Effie : pullup to busan 4 more hypEr sumEr ça va être un putain de film EP Critique de l’album

Son point de vue semble avoir évolué parallèlement à son son. Alors qu’elle a initialement adopté une posture détachée et énigmatique (elle cite Drain Gang comme une de ses premières inspirations), elle ressemble aujourd’hui davantage à une enfant désinvolte de la culture pop qui maîtrise aussi bien les sensibilités coréennes que la technique du hip-hop américain. Rappant en coréen sur des chansons comme « More Hyper », elle se glisse dans différents flux et comble les lacunes du barrage chiptune de Kimj avec des ad-libs criards qui rappellent Young Thug. Effie chantait et rappait principalement en anglais jusqu’à récemment ; elle a dit Étourdi plus tôt cette année, qu’elle a du mal à paraître fluide dans sa langue maternelle en raison de la structure syllabique du coréen.

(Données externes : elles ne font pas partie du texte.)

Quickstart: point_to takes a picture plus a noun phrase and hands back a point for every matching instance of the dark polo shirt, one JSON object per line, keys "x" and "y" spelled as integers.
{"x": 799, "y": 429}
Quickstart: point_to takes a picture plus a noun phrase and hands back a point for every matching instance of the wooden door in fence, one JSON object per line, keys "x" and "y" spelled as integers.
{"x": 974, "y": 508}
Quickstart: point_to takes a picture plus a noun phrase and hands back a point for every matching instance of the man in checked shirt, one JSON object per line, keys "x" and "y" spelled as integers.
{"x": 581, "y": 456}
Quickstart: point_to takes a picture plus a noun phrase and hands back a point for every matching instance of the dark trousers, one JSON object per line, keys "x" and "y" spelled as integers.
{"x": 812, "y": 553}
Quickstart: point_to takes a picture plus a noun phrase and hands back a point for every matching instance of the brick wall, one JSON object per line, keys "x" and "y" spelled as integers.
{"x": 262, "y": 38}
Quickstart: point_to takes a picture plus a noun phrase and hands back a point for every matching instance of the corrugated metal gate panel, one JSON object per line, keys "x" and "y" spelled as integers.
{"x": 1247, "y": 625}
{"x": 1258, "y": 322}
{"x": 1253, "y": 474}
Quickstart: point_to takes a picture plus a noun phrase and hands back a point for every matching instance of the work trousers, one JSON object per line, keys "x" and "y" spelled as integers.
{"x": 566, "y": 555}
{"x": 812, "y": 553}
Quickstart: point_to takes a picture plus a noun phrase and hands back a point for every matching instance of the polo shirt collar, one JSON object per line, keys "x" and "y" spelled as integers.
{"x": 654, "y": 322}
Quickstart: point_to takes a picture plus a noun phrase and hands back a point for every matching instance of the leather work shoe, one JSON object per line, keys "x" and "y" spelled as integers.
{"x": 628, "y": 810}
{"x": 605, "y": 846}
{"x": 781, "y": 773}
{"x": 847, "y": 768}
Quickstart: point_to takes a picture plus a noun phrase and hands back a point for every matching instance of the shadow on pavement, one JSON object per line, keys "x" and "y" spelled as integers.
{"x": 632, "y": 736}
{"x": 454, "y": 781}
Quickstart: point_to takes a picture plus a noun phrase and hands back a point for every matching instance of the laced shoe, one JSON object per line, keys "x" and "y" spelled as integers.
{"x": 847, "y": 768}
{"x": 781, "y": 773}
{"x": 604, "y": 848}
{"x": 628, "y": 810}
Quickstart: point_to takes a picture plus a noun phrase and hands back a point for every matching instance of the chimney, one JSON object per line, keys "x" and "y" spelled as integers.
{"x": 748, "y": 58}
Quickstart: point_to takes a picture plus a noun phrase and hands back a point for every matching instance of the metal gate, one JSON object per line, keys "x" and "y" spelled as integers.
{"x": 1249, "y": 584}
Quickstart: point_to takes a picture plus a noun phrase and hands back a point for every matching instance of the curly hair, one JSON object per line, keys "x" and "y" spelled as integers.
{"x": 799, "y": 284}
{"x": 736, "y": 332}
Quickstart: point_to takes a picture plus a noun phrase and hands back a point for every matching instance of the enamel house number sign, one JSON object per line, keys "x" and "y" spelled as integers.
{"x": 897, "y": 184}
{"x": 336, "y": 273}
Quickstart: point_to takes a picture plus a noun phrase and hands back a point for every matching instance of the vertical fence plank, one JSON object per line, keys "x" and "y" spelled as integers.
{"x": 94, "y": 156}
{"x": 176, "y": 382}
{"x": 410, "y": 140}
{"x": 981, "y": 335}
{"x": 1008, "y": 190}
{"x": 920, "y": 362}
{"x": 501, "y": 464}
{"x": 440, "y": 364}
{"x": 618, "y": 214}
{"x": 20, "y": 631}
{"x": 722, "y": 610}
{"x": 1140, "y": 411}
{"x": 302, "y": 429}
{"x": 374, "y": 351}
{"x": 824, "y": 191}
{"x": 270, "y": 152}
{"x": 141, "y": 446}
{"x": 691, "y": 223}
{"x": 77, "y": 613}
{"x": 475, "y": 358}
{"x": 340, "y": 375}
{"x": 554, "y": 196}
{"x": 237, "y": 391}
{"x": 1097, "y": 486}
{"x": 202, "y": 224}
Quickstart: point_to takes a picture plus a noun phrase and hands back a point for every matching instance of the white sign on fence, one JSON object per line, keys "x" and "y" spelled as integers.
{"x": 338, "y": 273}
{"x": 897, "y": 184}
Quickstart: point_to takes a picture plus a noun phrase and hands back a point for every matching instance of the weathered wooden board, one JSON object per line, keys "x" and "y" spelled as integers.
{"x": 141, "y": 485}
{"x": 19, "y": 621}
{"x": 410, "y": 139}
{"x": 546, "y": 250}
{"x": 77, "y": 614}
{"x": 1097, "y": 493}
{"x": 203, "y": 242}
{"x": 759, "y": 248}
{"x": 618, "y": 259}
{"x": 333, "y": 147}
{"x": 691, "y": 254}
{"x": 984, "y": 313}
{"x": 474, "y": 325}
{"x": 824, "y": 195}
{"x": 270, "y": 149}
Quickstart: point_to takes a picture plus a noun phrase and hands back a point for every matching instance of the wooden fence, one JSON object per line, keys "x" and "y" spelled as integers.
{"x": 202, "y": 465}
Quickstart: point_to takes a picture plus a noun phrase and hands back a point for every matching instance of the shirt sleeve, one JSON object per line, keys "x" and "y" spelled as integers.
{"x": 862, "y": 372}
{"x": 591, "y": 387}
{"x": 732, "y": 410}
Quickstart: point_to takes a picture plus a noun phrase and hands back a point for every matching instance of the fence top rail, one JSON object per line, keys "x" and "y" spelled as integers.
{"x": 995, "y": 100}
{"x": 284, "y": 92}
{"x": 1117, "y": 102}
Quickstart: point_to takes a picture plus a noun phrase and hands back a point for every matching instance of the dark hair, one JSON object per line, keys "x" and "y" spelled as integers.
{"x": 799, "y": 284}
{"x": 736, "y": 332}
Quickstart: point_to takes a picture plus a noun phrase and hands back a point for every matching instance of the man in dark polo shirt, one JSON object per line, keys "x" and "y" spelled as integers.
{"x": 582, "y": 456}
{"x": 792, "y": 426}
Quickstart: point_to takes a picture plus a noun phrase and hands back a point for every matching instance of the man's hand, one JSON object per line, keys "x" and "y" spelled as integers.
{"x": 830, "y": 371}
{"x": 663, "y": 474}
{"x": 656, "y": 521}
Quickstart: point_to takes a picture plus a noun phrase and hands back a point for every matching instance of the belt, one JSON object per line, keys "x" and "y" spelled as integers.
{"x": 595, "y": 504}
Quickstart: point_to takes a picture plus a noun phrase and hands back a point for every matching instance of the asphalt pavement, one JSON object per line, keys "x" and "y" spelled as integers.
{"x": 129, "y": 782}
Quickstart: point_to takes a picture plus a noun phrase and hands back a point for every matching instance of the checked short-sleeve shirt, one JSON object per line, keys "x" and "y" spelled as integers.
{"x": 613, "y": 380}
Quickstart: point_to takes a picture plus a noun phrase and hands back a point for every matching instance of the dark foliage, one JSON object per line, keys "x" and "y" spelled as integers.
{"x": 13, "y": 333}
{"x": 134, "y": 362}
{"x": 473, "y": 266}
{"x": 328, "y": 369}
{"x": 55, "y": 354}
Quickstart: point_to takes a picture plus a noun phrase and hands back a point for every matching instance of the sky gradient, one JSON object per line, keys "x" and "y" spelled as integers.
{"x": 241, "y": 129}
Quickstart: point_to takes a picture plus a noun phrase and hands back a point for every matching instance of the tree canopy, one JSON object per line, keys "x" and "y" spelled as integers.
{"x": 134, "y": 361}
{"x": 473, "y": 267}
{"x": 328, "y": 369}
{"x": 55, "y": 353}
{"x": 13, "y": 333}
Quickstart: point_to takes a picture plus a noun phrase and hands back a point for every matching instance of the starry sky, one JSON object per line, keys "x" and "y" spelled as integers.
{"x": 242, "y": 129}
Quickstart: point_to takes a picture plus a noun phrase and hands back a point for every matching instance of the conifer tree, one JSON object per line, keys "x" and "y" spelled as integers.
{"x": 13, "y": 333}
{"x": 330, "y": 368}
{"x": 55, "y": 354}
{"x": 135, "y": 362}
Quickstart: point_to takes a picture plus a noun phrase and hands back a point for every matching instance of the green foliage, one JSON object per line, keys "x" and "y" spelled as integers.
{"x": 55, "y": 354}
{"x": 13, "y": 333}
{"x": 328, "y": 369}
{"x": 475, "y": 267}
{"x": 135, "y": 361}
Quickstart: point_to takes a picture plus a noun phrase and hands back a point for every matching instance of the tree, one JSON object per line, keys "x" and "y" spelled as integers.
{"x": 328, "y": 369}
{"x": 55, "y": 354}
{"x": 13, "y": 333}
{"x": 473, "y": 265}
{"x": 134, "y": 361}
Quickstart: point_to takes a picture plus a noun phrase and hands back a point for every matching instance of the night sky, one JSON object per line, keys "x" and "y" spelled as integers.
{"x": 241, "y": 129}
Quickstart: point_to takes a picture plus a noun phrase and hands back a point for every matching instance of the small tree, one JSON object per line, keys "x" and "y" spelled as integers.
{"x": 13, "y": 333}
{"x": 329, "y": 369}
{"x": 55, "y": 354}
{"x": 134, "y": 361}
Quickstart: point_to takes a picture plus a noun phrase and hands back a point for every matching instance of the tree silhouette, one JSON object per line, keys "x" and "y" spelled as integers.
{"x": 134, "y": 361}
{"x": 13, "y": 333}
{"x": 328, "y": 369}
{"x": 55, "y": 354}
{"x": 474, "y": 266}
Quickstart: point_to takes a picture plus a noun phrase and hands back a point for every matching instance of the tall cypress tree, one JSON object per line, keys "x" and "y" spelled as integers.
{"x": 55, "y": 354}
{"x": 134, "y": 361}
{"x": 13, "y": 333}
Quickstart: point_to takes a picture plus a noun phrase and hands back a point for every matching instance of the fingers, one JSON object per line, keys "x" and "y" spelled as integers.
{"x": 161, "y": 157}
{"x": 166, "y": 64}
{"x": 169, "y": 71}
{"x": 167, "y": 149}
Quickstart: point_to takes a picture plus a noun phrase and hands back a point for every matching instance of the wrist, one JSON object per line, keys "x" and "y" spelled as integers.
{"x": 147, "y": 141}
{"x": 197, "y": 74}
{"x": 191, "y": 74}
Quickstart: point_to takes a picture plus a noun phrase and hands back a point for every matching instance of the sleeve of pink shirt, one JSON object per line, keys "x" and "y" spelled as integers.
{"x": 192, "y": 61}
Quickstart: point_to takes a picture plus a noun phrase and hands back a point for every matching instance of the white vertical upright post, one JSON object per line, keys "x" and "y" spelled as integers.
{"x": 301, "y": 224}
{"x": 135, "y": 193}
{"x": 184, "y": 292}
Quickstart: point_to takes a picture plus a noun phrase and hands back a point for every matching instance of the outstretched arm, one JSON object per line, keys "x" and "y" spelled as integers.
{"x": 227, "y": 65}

Sur ces nouvelles chansons, elle semble cependant libérer une agilité inédite. Désormais, les lignes qui commencent en anglais se terminent parfois en coréen et vice versa ; elle permet d’assembler différentes langues et cadences en un seul flux sans effort.

pullup to busan 4 more hypEr summer ça va être un putain de film ne dure qu’environ 13 minutes, mais Effie parvient à parcourir un chemin impressionnant pendant ce temps. Sur le numéro de rap furieux « 2025기침 », elle aboie ses répliques une syllabe à la fois sur un rythme croustillant et soufflé. Elle invente une nouvelle façon de fumer une cigarette sur le « CAN I SIP 담배 » bancal et ludique (qui se traduit par « Puis-je siroter la cigarette ? »), ponctuant ses mesures de halètements. « LET’S FIND A GOOD MANAGER » est plein d’entrain et empreint d’un optimisme ensoleillé : l’hyperpop rencontre le pop-punk. Pendant ce temps, « thankie thankie », qui clôt l’EP, est sentimental et de petite taille ; sa voix parlée ressemble à un appel téléphonique de fin de soirée.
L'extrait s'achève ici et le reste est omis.